Dunque, da qualche parte i nostri maestri e professori dovranno pur studiare per saper «maneggiare» l'argomento sesso con le dovute precauzioni. E guarda caso, l'Oms ci ha messo lo zampino. Oseremmo dire in modo maldestro. Ma andiamo con ordine affinché ognuno possa arrivare alle proprie conclusioni di testa sua. Il testo da consultare si chiama «Standard di educazione sessuale in Europa», si trova tradotto in italiano su internet ed è una guida per i governi, sviluppata dall'ufficio europeo dell'Oms, in collaborazione con l'agenzia governativa tedesca per l'educazione sanitaria. L'argomento sesso e affettività è racchiuso in 63 pagine: dopo l'impostazione generale di stampo olistico scritta da un gruppo di sessuologi e ginecologi di diverse nazionalità europee (nessuno italiano, però!), arrivano gli schemi dove si illustra come l'educazione sessuale vada impostata e insegnata ai bambini nelle diverse fasce d'età: dagli 0 ai 4 anni, dai 4 ai 6, dai 6 ai 9, dai 9 ai 12, dai 12 ai 15 e infine dai 15 in avanti. E qui le perplessità salgono a galla come l'olio nell'acqua.

Tra le informazioni che andrebbero date ai bambini tra gli 0 e i 4 anni si parte con il piede giusto: «corpi diversi e sessi diversi», «differenza tra sé e gli altri». Poi però si suggerisce di «mettere i bambini in grado di esprimere i propri bisogni, desideri e limiti con il gioco del dottore»; e di informare i pupi «sulla gioia e il piacere nel toccare il proprio corpo, spiegando la masturbazione infantile precoce». La fascia tra i quattro e sei anni sarebbe quella in cui vanno affrontate le «relazioni tra persone dello stesso sesso». Tra i sei e i nove anni i bambini sono pronti a capire «i diversi metodi contraccettivi» nonché «l'amicizia e l'amore verso le persone dello stesso sesso». Dopo i nove anni, gli esperti in miniatura del sesso devono essere in grado di «riconoscere i sintomi della gravidanza e le conseguenze del sesso non protetto».

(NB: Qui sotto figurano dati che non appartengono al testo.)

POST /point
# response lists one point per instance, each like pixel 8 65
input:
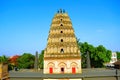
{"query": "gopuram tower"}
pixel 62 54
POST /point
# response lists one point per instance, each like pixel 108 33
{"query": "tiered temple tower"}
pixel 62 54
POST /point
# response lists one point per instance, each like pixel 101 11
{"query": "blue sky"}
pixel 24 24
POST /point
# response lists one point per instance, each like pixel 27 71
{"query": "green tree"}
pixel 3 59
pixel 118 55
pixel 101 56
pixel 41 59
pixel 26 61
pixel 93 56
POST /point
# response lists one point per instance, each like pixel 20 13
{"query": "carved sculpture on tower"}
pixel 62 54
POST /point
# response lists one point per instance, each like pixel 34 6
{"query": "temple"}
pixel 62 54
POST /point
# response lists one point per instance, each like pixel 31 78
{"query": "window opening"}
pixel 73 70
pixel 62 51
pixel 61 40
pixel 61 24
pixel 62 70
pixel 50 70
pixel 61 31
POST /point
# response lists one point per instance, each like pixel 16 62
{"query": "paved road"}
pixel 86 73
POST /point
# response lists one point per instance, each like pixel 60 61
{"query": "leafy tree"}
pixel 3 59
pixel 93 56
pixel 101 56
pixel 41 59
pixel 118 55
pixel 26 61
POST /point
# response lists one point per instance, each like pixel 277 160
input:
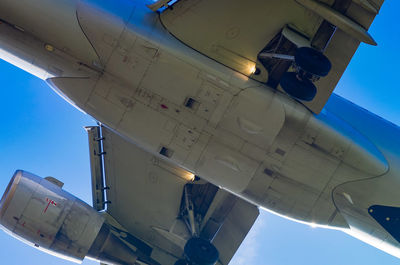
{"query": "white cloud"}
pixel 248 251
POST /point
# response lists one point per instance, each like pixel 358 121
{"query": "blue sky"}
pixel 43 134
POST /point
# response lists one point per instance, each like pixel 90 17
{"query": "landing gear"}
pixel 309 65
pixel 312 61
pixel 199 251
pixel 302 89
pixel 181 262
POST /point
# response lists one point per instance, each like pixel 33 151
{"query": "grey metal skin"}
pixel 117 62
pixel 43 215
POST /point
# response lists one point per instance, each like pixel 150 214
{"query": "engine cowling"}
pixel 41 214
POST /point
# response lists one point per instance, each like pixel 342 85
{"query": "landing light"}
pixel 252 69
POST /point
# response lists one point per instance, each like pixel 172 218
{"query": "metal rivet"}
pixel 49 48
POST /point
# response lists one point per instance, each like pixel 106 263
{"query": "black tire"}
pixel 181 262
pixel 303 90
pixel 201 252
pixel 312 61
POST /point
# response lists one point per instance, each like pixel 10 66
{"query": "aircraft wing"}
pixel 236 32
pixel 145 200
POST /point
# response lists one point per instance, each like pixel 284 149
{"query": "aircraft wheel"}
pixel 302 89
pixel 201 252
pixel 181 262
pixel 312 61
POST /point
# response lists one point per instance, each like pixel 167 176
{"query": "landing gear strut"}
pixel 309 65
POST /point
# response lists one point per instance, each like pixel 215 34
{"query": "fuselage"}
pixel 116 62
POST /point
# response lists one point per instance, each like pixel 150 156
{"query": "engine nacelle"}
pixel 41 214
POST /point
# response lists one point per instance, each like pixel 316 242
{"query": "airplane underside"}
pixel 120 65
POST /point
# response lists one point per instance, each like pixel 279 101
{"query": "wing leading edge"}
pixel 235 33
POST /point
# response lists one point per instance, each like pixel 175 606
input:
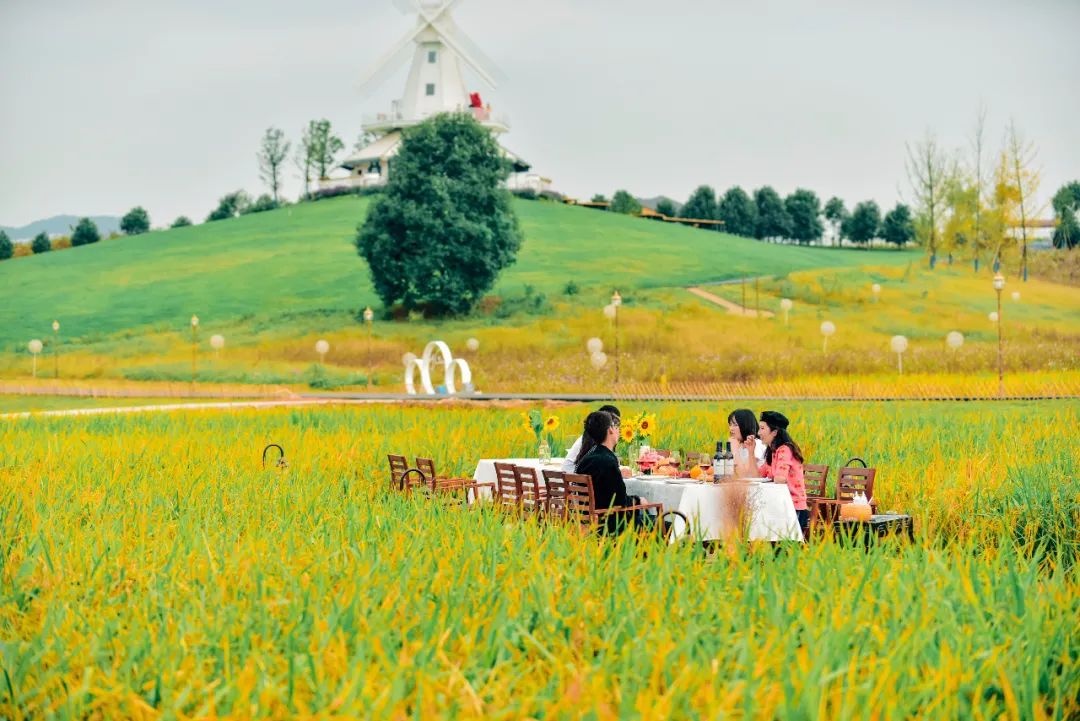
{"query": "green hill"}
pixel 301 259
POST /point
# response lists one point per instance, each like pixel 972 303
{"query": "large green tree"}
pixel 136 221
pixel 738 212
pixel 772 217
pixel 623 202
pixel 836 214
pixel 444 229
pixel 701 205
pixel 864 223
pixel 41 243
pixel 1066 208
pixel 898 227
pixel 805 209
pixel 84 233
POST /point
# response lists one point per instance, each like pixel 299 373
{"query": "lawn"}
pixel 152 569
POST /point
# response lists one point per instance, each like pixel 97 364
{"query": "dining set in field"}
pixel 675 506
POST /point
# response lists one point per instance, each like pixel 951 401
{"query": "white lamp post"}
pixel 827 328
pixel 899 344
pixel 35 348
pixel 56 349
pixel 369 320
pixel 999 285
pixel 785 305
pixel 194 347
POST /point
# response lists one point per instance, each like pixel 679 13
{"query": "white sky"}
pixel 109 104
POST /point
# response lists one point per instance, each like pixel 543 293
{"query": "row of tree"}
pixel 799 217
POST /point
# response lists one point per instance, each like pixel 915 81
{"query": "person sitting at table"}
pixel 742 424
pixel 783 461
pixel 597 459
pixel 575 450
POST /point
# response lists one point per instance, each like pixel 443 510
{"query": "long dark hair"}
pixel 594 433
pixel 746 421
pixel 779 423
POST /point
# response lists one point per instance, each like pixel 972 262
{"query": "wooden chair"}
pixel 581 503
pixel 508 489
pixel 534 494
pixel 470 487
pixel 555 503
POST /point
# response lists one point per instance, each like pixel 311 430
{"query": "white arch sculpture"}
pixel 450 366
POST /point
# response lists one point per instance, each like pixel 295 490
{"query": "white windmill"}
pixel 435 84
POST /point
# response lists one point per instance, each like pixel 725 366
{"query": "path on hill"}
pixel 731 308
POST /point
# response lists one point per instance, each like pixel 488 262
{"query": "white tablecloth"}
pixel 485 470
pixel 772 513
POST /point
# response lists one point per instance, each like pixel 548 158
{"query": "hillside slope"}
pixel 301 259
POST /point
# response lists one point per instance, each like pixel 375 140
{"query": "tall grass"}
pixel 151 570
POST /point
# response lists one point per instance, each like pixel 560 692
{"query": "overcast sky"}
pixel 109 104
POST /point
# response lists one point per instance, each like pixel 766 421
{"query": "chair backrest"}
pixel 580 498
pixel 815 478
pixel 531 489
pixel 508 490
pixel 854 479
pixel 555 483
pixel 397 467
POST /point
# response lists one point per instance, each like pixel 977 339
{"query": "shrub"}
pixel 41 243
pixel 84 233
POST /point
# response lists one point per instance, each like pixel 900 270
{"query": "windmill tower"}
pixel 435 84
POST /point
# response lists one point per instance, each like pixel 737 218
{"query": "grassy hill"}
pixel 301 260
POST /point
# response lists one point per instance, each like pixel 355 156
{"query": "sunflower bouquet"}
pixel 542 427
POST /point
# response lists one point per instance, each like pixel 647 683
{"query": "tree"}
pixel 273 150
pixel 136 221
pixel 898 227
pixel 929 169
pixel 84 233
pixel 836 215
pixel 666 206
pixel 865 222
pixel 738 212
pixel 1021 155
pixel 701 205
pixel 444 228
pixel 41 243
pixel 623 202
pixel 230 205
pixel 805 209
pixel 772 217
pixel 1066 207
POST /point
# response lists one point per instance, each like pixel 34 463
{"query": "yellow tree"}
pixel 1020 155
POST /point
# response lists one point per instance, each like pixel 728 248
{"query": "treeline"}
pixel 799 217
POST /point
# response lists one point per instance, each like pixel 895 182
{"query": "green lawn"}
pixel 301 260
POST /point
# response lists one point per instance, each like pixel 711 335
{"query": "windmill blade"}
pixel 390 62
pixel 446 26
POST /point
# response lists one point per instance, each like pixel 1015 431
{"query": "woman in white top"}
pixel 742 424
pixel 572 451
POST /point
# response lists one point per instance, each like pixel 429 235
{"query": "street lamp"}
pixel 56 342
pixel 35 348
pixel 368 318
pixel 616 302
pixel 899 344
pixel 194 347
pixel 827 328
pixel 999 285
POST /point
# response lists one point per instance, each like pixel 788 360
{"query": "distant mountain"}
pixel 61 225
pixel 651 202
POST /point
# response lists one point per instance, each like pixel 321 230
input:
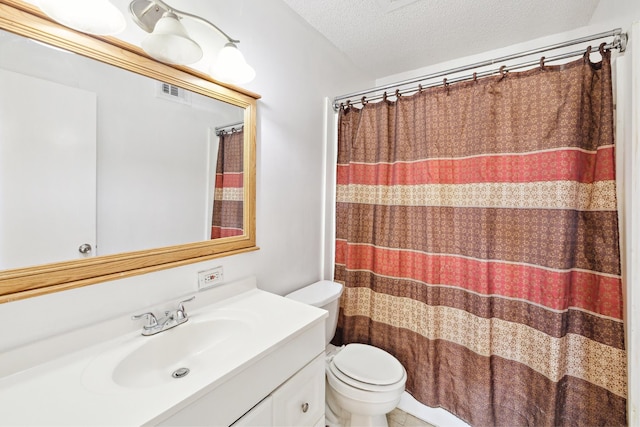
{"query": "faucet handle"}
pixel 181 313
pixel 151 319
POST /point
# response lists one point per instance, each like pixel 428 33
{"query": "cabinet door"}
pixel 300 401
pixel 259 416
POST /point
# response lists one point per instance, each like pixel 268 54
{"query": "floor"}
pixel 398 418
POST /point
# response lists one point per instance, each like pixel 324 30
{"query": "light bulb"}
pixel 169 42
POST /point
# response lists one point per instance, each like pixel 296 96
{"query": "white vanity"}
pixel 249 357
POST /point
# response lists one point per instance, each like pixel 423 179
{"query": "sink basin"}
pixel 150 361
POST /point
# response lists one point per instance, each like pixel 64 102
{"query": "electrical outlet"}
pixel 211 277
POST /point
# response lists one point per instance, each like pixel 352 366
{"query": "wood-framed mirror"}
pixel 106 261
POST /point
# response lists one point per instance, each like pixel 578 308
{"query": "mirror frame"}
pixel 27 20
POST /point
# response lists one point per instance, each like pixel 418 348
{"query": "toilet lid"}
pixel 368 364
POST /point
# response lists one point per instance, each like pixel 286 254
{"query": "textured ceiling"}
pixel 386 37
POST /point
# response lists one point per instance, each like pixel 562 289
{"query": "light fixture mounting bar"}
pixel 146 13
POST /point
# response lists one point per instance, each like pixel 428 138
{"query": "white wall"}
pixel 296 68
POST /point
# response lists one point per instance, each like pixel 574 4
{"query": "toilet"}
pixel 363 382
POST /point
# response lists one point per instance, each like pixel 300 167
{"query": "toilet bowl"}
pixel 363 382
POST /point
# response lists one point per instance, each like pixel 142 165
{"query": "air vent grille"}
pixel 171 92
pixel 170 89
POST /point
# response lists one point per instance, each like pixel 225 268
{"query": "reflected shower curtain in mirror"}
pixel 229 190
pixel 477 239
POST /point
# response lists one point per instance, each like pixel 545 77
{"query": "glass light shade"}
pixel 169 42
pixel 99 17
pixel 231 67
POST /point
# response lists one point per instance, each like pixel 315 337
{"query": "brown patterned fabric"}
pixel 477 238
pixel 228 199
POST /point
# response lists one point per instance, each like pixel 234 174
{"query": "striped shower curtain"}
pixel 477 238
pixel 229 190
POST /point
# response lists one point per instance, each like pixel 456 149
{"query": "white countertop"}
pixel 69 390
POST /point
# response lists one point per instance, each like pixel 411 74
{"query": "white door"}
pixel 47 171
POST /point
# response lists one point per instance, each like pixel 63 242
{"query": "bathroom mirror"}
pixel 154 170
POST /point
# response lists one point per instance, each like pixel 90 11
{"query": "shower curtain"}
pixel 477 239
pixel 229 190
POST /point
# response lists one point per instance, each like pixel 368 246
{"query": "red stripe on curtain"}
pixel 477 238
pixel 557 290
pixel 572 165
pixel 228 210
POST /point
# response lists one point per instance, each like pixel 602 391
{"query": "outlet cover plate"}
pixel 210 277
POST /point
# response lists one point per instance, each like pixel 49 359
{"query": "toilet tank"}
pixel 324 294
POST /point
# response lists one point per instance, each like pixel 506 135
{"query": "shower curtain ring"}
pixel 601 48
pixel 587 54
pixel 503 72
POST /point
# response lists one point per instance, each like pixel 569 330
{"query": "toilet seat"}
pixel 367 368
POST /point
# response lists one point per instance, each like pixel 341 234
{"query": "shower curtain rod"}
pixel 619 42
pixel 232 126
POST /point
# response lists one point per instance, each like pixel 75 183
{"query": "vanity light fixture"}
pixel 168 41
pixel 99 17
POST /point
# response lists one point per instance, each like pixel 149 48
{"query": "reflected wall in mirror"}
pixel 113 163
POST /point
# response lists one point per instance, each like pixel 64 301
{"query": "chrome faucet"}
pixel 168 321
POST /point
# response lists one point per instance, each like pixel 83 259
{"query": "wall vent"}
pixel 169 89
pixel 173 93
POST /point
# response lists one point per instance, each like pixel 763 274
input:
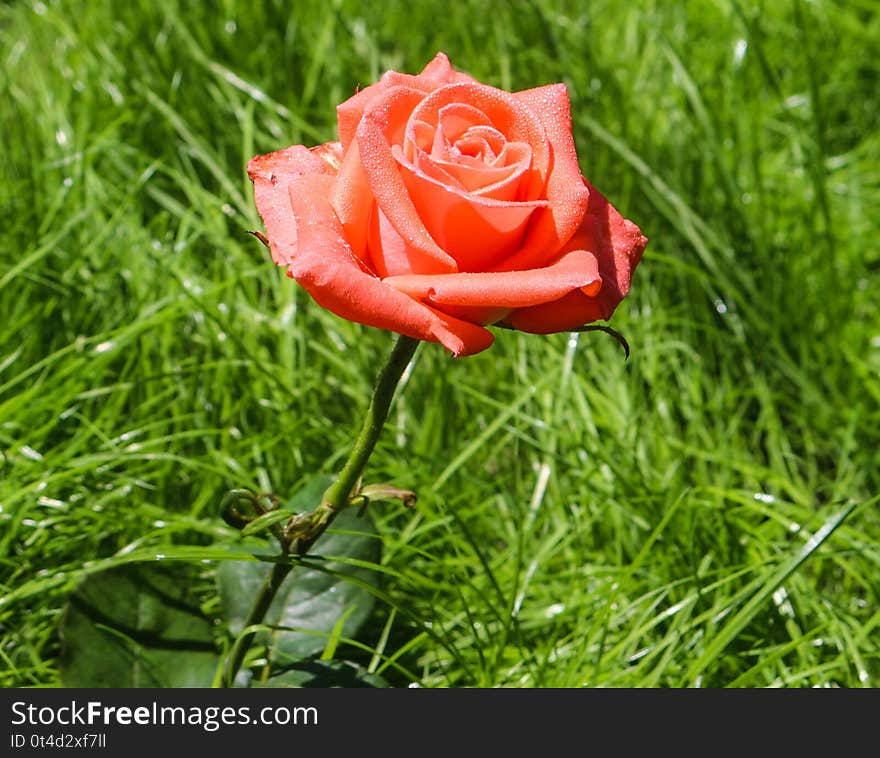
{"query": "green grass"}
pixel 703 514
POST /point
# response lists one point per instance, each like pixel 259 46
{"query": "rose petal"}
pixel 383 125
pixel 506 113
pixel 578 270
pixel 566 192
pixel 476 231
pixel 437 73
pixel 618 245
pixel 271 173
pixel 321 260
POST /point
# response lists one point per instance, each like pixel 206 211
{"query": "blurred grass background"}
pixel 703 514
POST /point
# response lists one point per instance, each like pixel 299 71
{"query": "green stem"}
pixel 334 500
pixel 337 494
pixel 258 611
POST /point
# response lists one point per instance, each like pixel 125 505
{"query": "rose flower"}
pixel 445 206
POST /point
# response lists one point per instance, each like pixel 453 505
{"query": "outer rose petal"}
pixel 278 169
pixel 302 226
pixel 618 245
pixel 512 289
pixel 437 73
pixel 552 228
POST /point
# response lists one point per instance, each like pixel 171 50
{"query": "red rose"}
pixel 446 205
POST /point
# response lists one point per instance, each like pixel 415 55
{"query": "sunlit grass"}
pixel 703 514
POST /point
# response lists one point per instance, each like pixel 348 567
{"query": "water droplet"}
pixel 28 452
pixel 51 502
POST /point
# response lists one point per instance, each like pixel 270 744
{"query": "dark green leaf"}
pixel 317 673
pixel 137 626
pixel 311 600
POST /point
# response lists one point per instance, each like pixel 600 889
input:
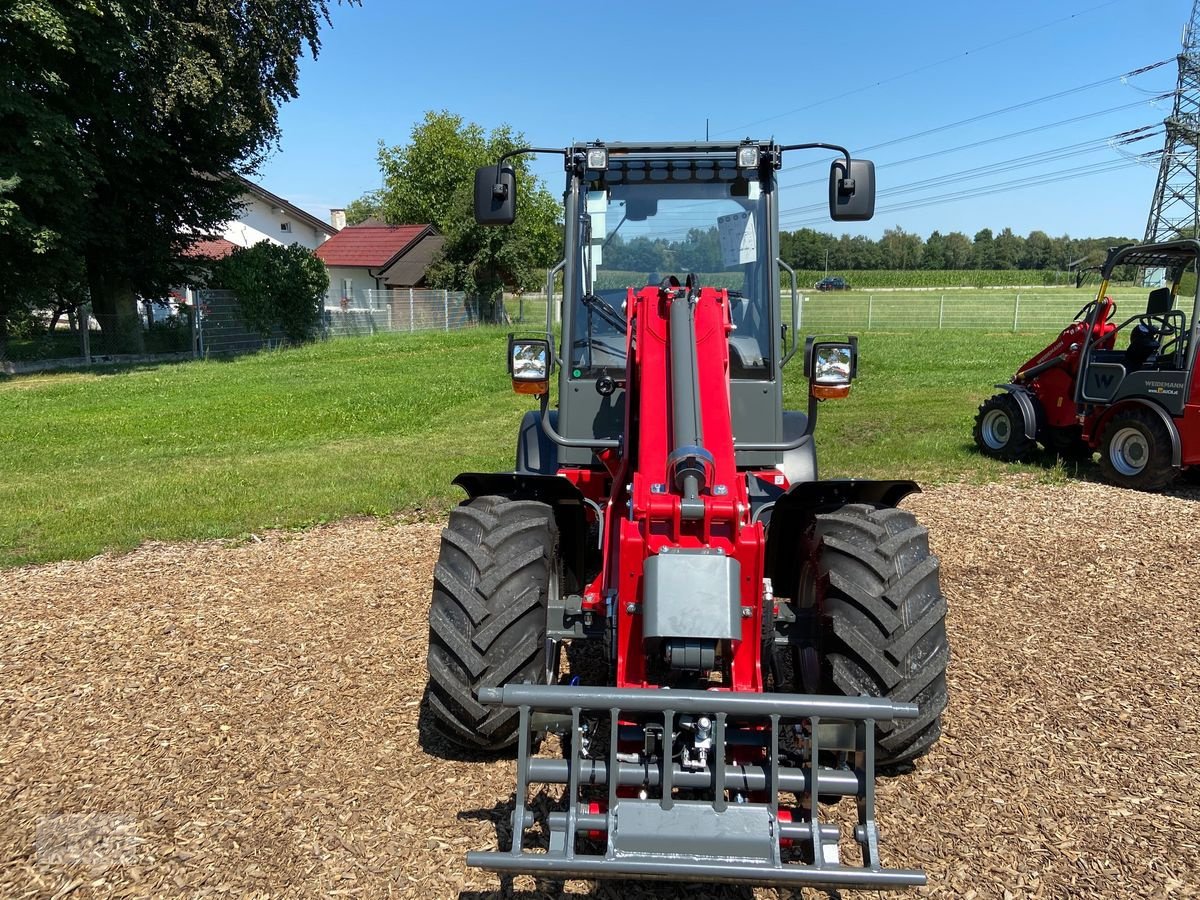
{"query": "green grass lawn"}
pixel 381 425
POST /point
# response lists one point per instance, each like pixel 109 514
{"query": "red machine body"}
pixel 1055 387
pixel 643 509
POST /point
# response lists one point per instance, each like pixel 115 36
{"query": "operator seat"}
pixel 1146 337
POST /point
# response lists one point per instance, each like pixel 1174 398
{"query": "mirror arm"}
pixel 845 185
pixel 499 190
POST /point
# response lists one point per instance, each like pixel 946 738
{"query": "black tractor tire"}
pixel 881 621
pixel 496 570
pixel 1135 451
pixel 1000 430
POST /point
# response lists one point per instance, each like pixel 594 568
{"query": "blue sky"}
pixel 882 78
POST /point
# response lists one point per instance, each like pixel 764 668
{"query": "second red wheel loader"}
pixel 1126 388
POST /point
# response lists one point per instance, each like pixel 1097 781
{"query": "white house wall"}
pixel 360 282
pixel 261 221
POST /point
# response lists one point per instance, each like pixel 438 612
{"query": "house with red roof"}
pixel 377 257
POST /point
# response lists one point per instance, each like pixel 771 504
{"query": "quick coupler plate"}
pixel 694 785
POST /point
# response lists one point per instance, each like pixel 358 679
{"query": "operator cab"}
pixel 654 219
pixel 672 219
pixel 1158 354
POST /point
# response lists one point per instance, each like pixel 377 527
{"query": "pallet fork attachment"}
pixel 658 817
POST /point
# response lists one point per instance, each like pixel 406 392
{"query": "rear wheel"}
pixel 881 619
pixel 495 574
pixel 1135 451
pixel 1000 430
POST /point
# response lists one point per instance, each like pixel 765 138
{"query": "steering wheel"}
pixel 1161 328
pixel 1085 311
pixel 605 310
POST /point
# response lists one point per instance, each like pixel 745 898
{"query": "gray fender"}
pixel 1164 417
pixel 793 513
pixel 799 463
pixel 535 451
pixel 1029 405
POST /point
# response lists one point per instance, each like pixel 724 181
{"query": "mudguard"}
pixel 557 492
pixel 1027 403
pixel 791 515
pixel 1168 423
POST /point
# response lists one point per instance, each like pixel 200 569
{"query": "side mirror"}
pixel 529 364
pixel 496 195
pixel 851 192
pixel 831 366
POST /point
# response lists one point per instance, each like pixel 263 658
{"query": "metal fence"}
pixel 924 311
pixel 983 310
pixel 406 310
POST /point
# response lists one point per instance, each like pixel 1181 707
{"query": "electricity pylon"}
pixel 1173 213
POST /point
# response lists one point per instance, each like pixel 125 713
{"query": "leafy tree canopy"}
pixel 431 180
pixel 118 121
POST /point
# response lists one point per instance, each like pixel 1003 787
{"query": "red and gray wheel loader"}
pixel 762 642
pixel 1125 388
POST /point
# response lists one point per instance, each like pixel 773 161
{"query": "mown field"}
pixel 381 425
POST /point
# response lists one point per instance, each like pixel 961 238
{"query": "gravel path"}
pixel 243 720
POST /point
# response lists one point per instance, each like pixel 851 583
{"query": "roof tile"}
pixel 367 245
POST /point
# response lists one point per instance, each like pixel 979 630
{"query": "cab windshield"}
pixel 649 220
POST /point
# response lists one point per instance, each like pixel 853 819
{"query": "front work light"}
pixel 529 364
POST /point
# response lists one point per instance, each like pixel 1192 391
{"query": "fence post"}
pixel 195 319
pixel 87 333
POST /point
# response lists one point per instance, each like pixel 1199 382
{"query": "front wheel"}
pixel 492 582
pixel 1135 451
pixel 881 619
pixel 1000 430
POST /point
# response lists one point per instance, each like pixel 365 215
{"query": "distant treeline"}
pixel 898 249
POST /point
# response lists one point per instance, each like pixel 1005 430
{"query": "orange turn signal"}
pixel 831 391
pixel 535 388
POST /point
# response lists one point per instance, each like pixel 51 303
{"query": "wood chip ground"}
pixel 244 720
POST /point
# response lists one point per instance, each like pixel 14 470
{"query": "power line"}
pixel 1009 136
pixel 996 168
pixel 922 69
pixel 1015 107
pixel 1015 185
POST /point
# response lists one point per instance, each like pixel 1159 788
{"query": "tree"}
pixel 431 180
pixel 983 250
pixel 276 286
pixel 958 251
pixel 900 249
pixel 935 252
pixel 145 106
pixel 1038 251
pixel 1009 247
pixel 369 205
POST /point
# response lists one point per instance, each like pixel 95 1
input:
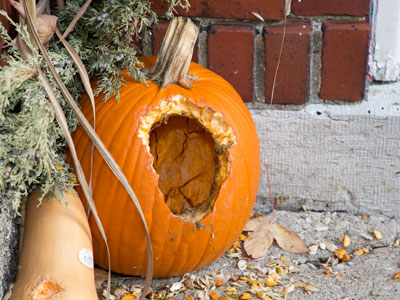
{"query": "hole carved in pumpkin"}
pixel 191 156
pixel 185 158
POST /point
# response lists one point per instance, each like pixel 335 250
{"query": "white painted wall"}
pixel 384 59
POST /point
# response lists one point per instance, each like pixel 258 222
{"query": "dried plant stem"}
pixel 175 54
pixel 32 9
pixel 60 3
pixel 280 53
pixel 270 191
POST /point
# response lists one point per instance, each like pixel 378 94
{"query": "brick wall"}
pixel 324 56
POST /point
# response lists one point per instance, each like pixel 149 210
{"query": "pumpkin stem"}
pixel 175 54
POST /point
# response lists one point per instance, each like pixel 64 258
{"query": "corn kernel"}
pixel 213 295
pixel 378 235
pixel 346 241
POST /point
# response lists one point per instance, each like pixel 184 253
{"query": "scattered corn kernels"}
pixel 269 281
pixel 345 258
pixel 129 297
pixel 260 294
pixel 361 251
pixel 346 241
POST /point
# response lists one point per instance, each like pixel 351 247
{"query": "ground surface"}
pixel 364 276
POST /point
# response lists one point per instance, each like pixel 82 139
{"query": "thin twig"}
pixel 270 191
pixel 280 53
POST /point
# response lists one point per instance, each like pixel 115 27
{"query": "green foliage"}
pixel 32 147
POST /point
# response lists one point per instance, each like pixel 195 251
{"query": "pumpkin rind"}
pixel 178 246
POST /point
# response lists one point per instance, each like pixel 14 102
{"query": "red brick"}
pixel 158 32
pixel 292 82
pixel 230 54
pixel 344 60
pixel 238 9
pixel 330 7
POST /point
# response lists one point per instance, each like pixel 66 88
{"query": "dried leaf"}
pixel 242 265
pixel 330 246
pixel 46 26
pixel 288 240
pixel 346 241
pixel 255 221
pixel 258 243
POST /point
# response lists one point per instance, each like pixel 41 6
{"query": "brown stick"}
pixel 175 54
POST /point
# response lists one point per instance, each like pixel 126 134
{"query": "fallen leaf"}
pixel 288 240
pixel 258 243
pixel 242 265
pixel 213 295
pixel 256 221
pixel 378 235
pixel 330 246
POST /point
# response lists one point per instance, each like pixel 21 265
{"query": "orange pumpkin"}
pixel 192 158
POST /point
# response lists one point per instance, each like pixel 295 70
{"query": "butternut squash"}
pixel 56 260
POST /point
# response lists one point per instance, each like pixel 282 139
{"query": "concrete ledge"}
pixel 334 157
pixel 8 247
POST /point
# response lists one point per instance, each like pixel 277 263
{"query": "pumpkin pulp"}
pixel 185 159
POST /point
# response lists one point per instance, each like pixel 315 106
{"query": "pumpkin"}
pixel 189 148
pixel 56 260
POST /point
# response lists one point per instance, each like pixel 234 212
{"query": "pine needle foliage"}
pixel 32 147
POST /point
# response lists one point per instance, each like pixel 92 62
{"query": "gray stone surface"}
pixel 8 247
pixel 334 157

Le tappe del percorso previste per i gruppi di età tra i 12 e i 15 anni sono ancora più laboriose. Innanzitutto vanno segnalati alle fanciulle «i loro diritti all'aborto». Ai maschietti si suggerisce «come procurarsi preservativi e contraccettivi nei contesti appropriati ed essere in grado di saperli usare». Obbligatorie le informazioni sulla fecondazione assistita, la maternità surrogata e siccome sono ormai grandi possono pure fare «coming out», cioè svelare la propria identità sessuale.

Un simile decalogo ha già sollevato un vespaio di polemiche. Nei giornaletti parrocchiali si commentano gli articoli abbozzati dai decani sul documento Oms, sul web associazioni cattoliche hanno già raccolto oltre undicimila firme per chiedere alla dottoressa Margaret Chan, direttore dell'Oms, di ritirare immediatamente il documento.
I Giuristi per la vita parlano di «aberrante contenuto, nefasto per la società e le generazioni più indifese». L'Osservatorio cardinale Van Thuan parla di «allarme educativo» e invita alla mobilitazione il mondo cattolico contro «l'ingresso massiccio dell'ideologia gender nelle scuole».